Gluten-Free Jesus
“And to the right we’ll have gluten-free hosts suitable for coeliacs.”
Originally uploaded by seminarianvoitus
With that sentence, according to old Christian doctrine, will my soul may have been cast into the eternal fires of hell, as it signalled the end of my belief in holy communion. It’s quite a bizarre feeling, fiery damnation. Uncomfortably warm. But, by the old rules, that little PC slip of the tongue, if you’ll excuse the pun, would have put the priests doling it out in Satan’s company too. Confused? Amen to that.
It happened at a funeral I attended recently, where gluten-free communion was offered. What a bizarre world we live in when a holy wafer the size of a 50cent piece must meet special dietary needs. However, let’s not look into the recommended daily allowance of gluten in your average communion wafer. That would be silly. More importantly, didn’t we learn in school that the wafer is no longer just a wafer after the benediction? Is it not – shazam – entirely composed of the body of Jesus Christ? Surely, if that’s the case, there’s no need to provide for coeliacs, because the process of transubstantiation would, miraculously, remove the gluten in the ‘fleshing’ process? Not so, and neither is it right to suggest that the ministers of the eucharist, on this occasion, were flirting with fiery oblivion.
Back in the olden days, apparently, anyone who would deny transubstantiation was deemed a dangerous heretic, and was to be subjected to an excommunication so severe, so irrevocable, that it could only be carried out by the Pope himself. If you presumed that the wafers were not eclusively made up of the body and blood of Jesus Christ, you were punished by anathema and cast out of the church for eternity. Scorching damnation awaited anyone who “denieth, that, in the sacrament of the most holy Eucharist, are contained truly, really, and substantially, the body and blood together with the soul and divinity of our Lord Jesus Christ, and consequently the whole Christ; but saith that He is only therein as in a sign, or in figure, or virtue”

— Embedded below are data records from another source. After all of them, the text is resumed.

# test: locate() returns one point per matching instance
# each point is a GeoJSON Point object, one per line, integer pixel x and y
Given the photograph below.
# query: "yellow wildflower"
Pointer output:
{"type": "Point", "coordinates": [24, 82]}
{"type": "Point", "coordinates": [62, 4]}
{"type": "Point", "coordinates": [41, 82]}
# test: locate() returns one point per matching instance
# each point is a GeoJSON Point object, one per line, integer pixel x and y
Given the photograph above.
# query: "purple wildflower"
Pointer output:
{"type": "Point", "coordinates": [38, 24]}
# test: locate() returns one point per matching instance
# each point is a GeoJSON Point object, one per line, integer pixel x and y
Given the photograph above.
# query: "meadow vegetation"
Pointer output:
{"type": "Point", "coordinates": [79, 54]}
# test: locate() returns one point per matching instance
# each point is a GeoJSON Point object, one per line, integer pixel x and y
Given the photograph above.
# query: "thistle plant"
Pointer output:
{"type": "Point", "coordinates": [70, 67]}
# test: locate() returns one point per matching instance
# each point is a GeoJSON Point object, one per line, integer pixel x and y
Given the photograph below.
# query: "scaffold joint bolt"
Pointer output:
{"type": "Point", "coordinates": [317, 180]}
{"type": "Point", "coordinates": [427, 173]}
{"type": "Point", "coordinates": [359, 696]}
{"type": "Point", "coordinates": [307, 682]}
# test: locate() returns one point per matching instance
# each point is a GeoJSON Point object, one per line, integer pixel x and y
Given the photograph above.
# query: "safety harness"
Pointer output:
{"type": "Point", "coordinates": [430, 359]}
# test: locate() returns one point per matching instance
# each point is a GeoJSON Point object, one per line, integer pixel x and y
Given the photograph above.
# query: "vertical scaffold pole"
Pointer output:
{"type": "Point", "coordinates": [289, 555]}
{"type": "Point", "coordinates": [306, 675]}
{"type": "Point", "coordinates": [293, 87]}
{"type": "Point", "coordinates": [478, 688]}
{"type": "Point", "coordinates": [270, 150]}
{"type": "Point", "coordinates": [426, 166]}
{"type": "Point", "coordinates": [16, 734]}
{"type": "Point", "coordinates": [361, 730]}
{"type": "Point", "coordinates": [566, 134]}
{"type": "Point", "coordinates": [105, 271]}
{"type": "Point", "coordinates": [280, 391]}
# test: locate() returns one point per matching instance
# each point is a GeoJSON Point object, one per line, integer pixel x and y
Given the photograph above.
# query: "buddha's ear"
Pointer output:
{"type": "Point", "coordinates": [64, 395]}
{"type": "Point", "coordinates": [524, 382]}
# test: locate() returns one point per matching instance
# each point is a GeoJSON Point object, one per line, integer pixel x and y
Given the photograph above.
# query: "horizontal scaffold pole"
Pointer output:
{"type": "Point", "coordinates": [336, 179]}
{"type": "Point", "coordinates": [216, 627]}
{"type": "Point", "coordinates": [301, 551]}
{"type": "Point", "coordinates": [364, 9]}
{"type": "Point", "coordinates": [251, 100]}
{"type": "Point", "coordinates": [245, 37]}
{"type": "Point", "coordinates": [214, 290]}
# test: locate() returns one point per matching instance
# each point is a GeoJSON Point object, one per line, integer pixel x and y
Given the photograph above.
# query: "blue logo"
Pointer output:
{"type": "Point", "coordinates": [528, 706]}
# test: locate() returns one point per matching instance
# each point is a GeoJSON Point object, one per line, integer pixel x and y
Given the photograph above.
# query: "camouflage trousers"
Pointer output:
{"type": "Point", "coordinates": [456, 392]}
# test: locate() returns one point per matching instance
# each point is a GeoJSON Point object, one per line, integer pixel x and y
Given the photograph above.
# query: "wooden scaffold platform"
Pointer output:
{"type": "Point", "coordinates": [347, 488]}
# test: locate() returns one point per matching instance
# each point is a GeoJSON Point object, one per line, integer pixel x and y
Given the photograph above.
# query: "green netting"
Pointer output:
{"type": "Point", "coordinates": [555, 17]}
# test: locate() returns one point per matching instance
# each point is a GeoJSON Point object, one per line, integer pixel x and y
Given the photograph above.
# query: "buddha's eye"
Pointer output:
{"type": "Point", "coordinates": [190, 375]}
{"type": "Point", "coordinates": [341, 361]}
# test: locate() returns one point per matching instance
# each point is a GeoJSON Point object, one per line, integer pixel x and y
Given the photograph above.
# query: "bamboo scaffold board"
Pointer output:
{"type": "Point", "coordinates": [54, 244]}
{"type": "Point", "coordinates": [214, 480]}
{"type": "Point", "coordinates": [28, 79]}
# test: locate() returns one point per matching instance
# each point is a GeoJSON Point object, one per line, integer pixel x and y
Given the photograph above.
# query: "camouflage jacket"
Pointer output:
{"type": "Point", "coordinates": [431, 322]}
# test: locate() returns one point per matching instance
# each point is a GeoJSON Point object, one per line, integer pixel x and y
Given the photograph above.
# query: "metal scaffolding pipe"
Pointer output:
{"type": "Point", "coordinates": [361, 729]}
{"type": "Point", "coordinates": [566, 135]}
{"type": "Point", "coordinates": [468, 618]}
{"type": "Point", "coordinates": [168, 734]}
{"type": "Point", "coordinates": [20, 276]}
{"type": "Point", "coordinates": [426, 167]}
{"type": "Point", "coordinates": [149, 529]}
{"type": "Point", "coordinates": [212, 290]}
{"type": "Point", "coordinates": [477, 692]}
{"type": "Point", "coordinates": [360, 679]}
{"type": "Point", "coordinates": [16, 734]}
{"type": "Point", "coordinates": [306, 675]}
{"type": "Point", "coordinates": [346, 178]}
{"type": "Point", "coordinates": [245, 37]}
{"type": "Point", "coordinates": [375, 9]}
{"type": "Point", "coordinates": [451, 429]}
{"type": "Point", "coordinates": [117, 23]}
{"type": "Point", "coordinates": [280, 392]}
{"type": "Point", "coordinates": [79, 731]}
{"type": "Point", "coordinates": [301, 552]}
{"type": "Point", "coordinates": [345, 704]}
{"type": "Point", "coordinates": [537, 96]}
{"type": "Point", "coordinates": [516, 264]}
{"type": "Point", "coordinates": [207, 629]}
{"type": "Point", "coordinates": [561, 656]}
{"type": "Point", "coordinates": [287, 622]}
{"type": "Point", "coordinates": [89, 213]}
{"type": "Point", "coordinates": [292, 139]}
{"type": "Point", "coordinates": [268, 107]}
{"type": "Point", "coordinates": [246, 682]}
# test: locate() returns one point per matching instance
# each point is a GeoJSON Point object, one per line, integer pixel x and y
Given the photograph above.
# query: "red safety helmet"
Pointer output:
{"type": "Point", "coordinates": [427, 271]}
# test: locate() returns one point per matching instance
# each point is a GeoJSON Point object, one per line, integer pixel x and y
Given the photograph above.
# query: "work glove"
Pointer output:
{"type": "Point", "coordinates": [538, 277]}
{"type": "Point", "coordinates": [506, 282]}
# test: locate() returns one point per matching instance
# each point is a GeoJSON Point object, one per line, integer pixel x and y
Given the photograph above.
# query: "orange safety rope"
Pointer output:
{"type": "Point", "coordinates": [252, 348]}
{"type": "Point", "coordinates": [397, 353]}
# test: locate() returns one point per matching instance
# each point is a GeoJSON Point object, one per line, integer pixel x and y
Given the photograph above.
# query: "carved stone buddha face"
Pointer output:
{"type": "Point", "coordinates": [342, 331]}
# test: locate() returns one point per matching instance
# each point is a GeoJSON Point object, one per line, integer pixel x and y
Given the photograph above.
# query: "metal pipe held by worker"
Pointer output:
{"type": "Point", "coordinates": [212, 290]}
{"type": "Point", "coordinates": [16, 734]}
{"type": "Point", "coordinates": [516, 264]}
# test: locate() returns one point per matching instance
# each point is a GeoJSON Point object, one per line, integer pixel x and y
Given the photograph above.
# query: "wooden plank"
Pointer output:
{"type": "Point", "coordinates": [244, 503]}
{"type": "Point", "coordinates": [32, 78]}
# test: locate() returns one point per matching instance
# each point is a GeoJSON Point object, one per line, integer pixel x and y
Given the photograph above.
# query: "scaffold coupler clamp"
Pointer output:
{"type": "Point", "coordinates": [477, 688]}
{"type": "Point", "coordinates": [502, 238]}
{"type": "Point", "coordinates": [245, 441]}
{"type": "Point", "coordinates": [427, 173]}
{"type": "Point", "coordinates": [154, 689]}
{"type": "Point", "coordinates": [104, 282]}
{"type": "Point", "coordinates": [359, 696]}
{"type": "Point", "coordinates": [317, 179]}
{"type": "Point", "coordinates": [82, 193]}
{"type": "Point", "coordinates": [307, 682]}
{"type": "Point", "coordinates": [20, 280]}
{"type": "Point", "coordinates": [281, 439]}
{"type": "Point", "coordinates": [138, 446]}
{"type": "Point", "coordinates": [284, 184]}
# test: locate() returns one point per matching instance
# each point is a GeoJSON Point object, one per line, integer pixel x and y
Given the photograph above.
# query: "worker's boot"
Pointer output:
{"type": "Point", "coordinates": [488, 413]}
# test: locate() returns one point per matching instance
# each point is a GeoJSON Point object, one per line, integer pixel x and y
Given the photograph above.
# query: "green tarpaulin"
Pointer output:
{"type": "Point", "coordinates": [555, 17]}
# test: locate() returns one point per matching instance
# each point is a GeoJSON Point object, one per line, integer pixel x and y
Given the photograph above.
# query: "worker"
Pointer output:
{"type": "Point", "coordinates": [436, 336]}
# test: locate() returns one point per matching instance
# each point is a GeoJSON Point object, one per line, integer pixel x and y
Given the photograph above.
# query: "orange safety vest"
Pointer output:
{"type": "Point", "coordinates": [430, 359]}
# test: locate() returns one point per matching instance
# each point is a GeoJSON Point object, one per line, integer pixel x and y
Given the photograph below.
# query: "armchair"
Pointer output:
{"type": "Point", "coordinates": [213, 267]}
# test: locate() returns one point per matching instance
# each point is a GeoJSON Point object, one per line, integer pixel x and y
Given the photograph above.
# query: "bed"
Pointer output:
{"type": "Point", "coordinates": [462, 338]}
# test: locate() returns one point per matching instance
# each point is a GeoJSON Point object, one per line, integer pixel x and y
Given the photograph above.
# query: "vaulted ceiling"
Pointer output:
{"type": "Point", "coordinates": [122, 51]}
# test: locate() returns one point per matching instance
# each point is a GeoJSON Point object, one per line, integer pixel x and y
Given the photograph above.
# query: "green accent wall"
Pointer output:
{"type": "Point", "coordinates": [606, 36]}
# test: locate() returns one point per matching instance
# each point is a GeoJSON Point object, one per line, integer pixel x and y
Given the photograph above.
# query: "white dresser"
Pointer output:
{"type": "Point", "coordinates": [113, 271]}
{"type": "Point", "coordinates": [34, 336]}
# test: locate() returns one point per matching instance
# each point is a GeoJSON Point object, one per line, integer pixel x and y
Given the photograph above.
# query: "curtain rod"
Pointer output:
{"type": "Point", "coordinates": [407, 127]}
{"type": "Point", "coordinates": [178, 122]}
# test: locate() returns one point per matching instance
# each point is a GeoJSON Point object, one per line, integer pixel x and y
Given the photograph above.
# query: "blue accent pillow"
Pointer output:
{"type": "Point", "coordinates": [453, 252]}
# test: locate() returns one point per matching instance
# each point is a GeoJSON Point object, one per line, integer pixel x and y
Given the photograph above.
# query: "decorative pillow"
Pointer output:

A pretty severe penalty, but with the inconvenient advent of ‘science’ and an rise in the questioning of holy authority, an increasingly unlikely one. Salvation’s retail outlets began rolling back their definition in the light of atomic science, offering a new deal. They began defining transubstantiation more figuratively. The host was now something not phsyically derived from Jesus’ physical person, but imbued with his metaphysical properties, while remaining bread-like in this, human, world. Convenient.
Convenient, in the current world of dietary sensititivy, because it meant that when the priest provided a coeliac option, he wasn’t suggesting that Jesus Christ’s carcass came in a wheat-free form. THAT would be crazy, and mean instant death. He was merely suggesting that the bread which was imbued with the metaphysical properties from Jesus would not inflame the gut of anyone with a gluten intolerance. It was stomach-friendly soul food, but soul food none the less.
All of which makes perfect sense, a religious work-around you can believe in. If, that is, you can swallow it.
Update: When the Staff of Life is Toxic







1 comment
Fair enough. Maybe that’s the thinking here in the US (at least in NJ) where kids who are celiac are not allowed to make their first holy communion. The Catholic Church in the US doesn’t allow coeliac communion. I could never understand why not. Maybe your rationale is also theirs?
I can never get used to the one Catholic Church having different rules in different countries. That I find confusing.